Pinpoint Road begins at the south end of Main Street and extends into a residential area called “Pinpoint,” which is adjacent to the Blackwater River and borders the Bogart property.

City Manager Harold Atkinson said the city’s master plan calls for Pinpoint Road to be realigned and extended through the woods to the city dump off South Quay Road.

The landscape in that part of Franklin will be greatly altered.

The Bogart place with its early 1800s home is considered to be one of Franklin’s most historic properties. It dates to Franklin’s earliest settlement as a Blackwater River village. The future of this old home is in jeopardy. No effort is being made to retain the house.

Currently under local ownership, the property is scheduled to be sold to Bonnie Enterprises of Norfolk, headed by Frank Fentress, who will begin developing the shopping center within 30 to 60 days. Plans include a Be-Lo supermarket, a hardware store and other retail establishments.

In another property swap approved by Council, the city and Pretlow Peanut Co. will divide a lot on Elm and Crawford streets just off the eastern side of Main Street near the City Street Department shops.
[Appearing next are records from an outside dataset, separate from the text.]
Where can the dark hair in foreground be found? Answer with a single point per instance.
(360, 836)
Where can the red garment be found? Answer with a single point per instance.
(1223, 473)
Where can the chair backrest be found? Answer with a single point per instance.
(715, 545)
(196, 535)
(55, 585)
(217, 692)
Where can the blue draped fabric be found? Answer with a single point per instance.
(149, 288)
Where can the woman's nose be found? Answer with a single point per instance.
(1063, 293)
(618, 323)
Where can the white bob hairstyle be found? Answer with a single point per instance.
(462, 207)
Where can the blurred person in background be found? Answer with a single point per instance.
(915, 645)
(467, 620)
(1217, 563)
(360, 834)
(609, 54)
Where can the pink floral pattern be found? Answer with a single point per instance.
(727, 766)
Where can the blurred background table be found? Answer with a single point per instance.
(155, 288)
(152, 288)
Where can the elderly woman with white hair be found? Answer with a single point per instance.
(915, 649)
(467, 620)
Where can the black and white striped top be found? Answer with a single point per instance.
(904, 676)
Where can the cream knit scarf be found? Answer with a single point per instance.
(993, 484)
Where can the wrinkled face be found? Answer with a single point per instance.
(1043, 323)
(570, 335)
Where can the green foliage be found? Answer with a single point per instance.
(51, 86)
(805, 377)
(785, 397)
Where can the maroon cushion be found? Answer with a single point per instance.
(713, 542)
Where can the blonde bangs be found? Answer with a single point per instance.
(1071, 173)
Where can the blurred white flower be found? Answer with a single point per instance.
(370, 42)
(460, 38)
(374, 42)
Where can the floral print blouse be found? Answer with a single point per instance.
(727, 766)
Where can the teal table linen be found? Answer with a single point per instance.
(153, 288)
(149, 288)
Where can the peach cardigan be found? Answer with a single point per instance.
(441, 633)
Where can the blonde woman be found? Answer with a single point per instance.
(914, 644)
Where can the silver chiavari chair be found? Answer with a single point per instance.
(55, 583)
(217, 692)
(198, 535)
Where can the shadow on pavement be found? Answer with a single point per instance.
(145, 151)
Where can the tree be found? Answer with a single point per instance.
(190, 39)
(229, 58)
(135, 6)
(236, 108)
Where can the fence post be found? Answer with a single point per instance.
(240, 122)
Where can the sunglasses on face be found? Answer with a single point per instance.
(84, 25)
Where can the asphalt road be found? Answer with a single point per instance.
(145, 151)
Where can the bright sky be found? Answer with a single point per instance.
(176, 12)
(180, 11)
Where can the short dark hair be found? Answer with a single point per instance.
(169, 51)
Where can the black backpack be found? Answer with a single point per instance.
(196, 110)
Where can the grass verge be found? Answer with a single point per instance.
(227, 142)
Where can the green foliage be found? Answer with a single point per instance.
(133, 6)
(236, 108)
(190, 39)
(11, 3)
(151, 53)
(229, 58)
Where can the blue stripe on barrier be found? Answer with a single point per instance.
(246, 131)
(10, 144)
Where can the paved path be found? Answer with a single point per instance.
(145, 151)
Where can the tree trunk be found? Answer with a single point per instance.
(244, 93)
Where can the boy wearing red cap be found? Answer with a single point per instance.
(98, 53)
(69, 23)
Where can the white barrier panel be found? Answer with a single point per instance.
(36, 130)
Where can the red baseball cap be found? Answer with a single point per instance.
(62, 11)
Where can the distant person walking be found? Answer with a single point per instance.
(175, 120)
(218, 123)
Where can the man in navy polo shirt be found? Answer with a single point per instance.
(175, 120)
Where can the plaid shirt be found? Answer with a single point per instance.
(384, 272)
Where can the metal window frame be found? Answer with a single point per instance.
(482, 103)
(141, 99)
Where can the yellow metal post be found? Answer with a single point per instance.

And, two long narrow strips of land, one owned by the city and the other by Pretlow, will be exchanged so that both owners will have larger and more suitable lots for building or other needs.



The Franklin-Southampton negotiating committee, which was formed to transition the Town of Franklin to independent city status, has come to a deadlock concerning schools. At issue is the division of county schools into two independent systems and the establishment of school property ownership in the City of Franklin.

After seven months of negotiations, Southampton County officials, in a surprise turnaround, have now proposed that the county continue operation of schools located in Franklin on a permanent basis. The new county proposal also calls for the city to go ahead with its plans to build a new white high school and a new Negro elementary school. The city would pay for the buildings, but would be under county control and operation.

This most recent proposal by Southampton officials was put forth after Franklin officials refused to accept Southampton’s expectation that, when or if the two systems are divided, the city would compensate the county for schools located in Franklin. But, at no time during the negotiations have county officials publicly specified an expected compensation payment. The estimated value of school property located in Franklin is $1 million.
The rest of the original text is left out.